11.1 Deliverable File Formats The Contractor shall provide all documentation to the COR electronically via electronic mail in all the following formats , except as specifically stated herein : Microsoft Word (version 2007),

Microsoft Excel (version 2007), Microsoft Project (version 2007), and Adobe PDF. All electronic mail shall be transmitted using the Contractor's NRC electronic mail account. Personal and corporate electronic mail accounts shall not be used to transmit or to receive sensitive NRC information.
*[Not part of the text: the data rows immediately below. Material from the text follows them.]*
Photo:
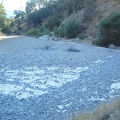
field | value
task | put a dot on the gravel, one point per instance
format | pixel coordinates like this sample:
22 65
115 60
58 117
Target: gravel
42 79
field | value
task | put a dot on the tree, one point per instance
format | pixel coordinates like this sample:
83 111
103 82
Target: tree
2 15
19 14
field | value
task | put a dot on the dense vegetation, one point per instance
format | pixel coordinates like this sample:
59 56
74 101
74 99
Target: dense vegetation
2 16
47 17
110 30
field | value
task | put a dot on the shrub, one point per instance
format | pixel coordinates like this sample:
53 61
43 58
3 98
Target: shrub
70 30
43 31
110 30
54 21
32 32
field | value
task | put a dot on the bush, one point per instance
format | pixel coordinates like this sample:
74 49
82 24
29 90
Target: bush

11.2 Standard for Grammar and Mechanics All documentation submitted by the Contractor shall conform to the Chicago Manual of Style, as amended by any applicable NRC format templates and requirements .

11.3 Draft and Final Submission All task order deliverables submitted to the COR must conform to the standards referenced in this SOW and will be reviewed by the COR for acceptability.

All documentation shall be submitted in draft form for comment to the COR. The COR will be given ten up to (10) business days to generate comments and submit them in writing to the Contractor. Once the Contractor receives the COR's written comments, the Contractor shall have three (3) business days to generate the final draft version of the document. Then , the final draft shall be sent to the COR for review and approval. Once the final draft has been accepted by the COR, the Contractor will be given one (1) business day to revise the document. This constitutes a revision cycle.

35

The first revision cycle for a deliverable shall be acceptable to the Government when the Contractor submits a revised deliverable incorporating any comments and suggestions made by the COR.

The following provisions also apply to all deliverables:

Publication of Results : Prior to any dissemination, display, publication or release of articles, reports , summaries, data or related documents developed under the contract, the Contractor shall submit for review and approval by the Contracting Officer the proposed articles, reports , summaries, data and related documents that the Contractor intends to release ,

disseminate or publish to other persons, the public or any other entities. The Contractor shall not release , disseminate, display or publish articles, reports, summaries, data, and related documents or the contents therein that have not been reviewed and approved by the Contracting Officer for release , display, dissemination or publication . The Contractor agrees to conspicuously place any disclaimers, markings or notices directed by the NRC on any articles, reports, summaries, data and related documents that the Contractor intends to release, display, disseminate or publish to other persons, the public or any other entities.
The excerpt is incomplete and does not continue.